Single by Louisa Johnson
- Released: 28 October 2016
- Genre: Pop
- Length: 3:10
- Label: Syco
- Songwriter(s): Steve Mac; Chelcee Grimes; Ed Drewett;
- Producer(s): Steve Mac;

Louisa Johnson singles chronology
| "Tears" (2016) | "So Good" (2016) | "Best Behaviour" (2017) |

= So Good (Louisa Johnson song) =

"So Good" is a song recorded by English singer Louisa Johnson. It was released on 28 October 2016, through Syco. It was written and produced by Steve Mac with additional writing from Chelcee Grimes and Ed Drewett.

==Track listing==

Digital download
| No. | Title | Length |
|---|---|---|
| 1. | "So Good" | 3:10 |

Digital download
| No. | Title | Length |
|---|---|---|
| 1. | "So Good" (Acoustic) | 3:06 |

Digital download
| No. | Title | Length |
|---|---|---|
| 1. | "So Good" (Alex Adair Remix) | 3:29 |

==Live performances==
Johnson performed the song for the first time on The X Factor on 30 October 2016. Other major performances of the single include her performance during the Jingle Bell Ball 2016 & 2017, as well as the Summertime Ball 2017.

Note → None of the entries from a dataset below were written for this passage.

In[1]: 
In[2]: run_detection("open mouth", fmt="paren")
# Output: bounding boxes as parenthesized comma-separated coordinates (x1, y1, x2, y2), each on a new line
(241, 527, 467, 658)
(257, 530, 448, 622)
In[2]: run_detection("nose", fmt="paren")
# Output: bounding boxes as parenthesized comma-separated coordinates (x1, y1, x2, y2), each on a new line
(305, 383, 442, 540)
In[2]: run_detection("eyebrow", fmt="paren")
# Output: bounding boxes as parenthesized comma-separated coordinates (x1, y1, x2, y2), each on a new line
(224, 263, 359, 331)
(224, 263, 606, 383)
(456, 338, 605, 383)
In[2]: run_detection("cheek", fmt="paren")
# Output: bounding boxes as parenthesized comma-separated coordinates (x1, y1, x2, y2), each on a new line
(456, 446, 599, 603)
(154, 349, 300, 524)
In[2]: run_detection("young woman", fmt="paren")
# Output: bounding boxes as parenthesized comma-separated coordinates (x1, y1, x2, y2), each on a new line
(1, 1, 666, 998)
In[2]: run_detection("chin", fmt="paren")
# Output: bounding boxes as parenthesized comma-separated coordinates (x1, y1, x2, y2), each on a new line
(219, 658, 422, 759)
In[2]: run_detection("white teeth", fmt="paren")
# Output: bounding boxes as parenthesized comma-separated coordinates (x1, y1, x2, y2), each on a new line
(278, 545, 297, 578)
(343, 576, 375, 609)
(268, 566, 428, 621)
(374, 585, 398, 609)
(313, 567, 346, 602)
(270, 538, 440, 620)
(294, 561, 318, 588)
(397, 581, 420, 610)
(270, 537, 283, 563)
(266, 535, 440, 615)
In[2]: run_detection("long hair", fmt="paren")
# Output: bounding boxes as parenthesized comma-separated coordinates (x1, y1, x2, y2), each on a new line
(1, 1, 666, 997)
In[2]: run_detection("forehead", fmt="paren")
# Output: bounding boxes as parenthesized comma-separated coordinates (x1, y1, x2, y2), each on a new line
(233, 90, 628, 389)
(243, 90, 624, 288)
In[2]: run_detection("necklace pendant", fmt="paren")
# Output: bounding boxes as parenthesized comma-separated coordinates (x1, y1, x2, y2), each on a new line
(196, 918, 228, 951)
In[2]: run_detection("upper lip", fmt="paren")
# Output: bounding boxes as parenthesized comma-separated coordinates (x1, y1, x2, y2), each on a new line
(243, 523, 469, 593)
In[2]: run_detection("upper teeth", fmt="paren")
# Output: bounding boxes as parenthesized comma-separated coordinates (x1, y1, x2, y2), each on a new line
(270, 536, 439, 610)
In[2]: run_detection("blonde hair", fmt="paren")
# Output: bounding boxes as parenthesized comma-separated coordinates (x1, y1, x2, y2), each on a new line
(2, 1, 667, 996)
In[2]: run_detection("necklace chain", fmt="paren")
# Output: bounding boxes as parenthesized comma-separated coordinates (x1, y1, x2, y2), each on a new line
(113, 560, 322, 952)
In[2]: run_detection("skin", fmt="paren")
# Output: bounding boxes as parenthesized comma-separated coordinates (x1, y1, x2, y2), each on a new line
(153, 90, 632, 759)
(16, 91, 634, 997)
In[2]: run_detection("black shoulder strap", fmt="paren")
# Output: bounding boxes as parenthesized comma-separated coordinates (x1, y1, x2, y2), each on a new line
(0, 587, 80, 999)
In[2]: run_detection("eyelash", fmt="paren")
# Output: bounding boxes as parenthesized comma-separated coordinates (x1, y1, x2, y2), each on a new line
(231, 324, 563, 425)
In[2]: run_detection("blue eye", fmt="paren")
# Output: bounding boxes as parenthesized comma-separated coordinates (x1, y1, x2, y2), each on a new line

==Charts and certifications==

===Charts===

| Chart (2016) | Peak position |
|---|---|
| Hungary (Rádiós Top 40) | 33 |
| Ireland (IRMA) | 37 |
| Poland (Polish Airplay Top 100) | 77 |
| Scotland (OCC) | 8 |
| UK Singles (OCC) | 13 |

===Certifications===

| Region | Certification | Certified units/sales |
| United Kingdom (BPI) | Gold | 400,000^{‡} |
^{‡} Sales+streaming figures based on certification alone.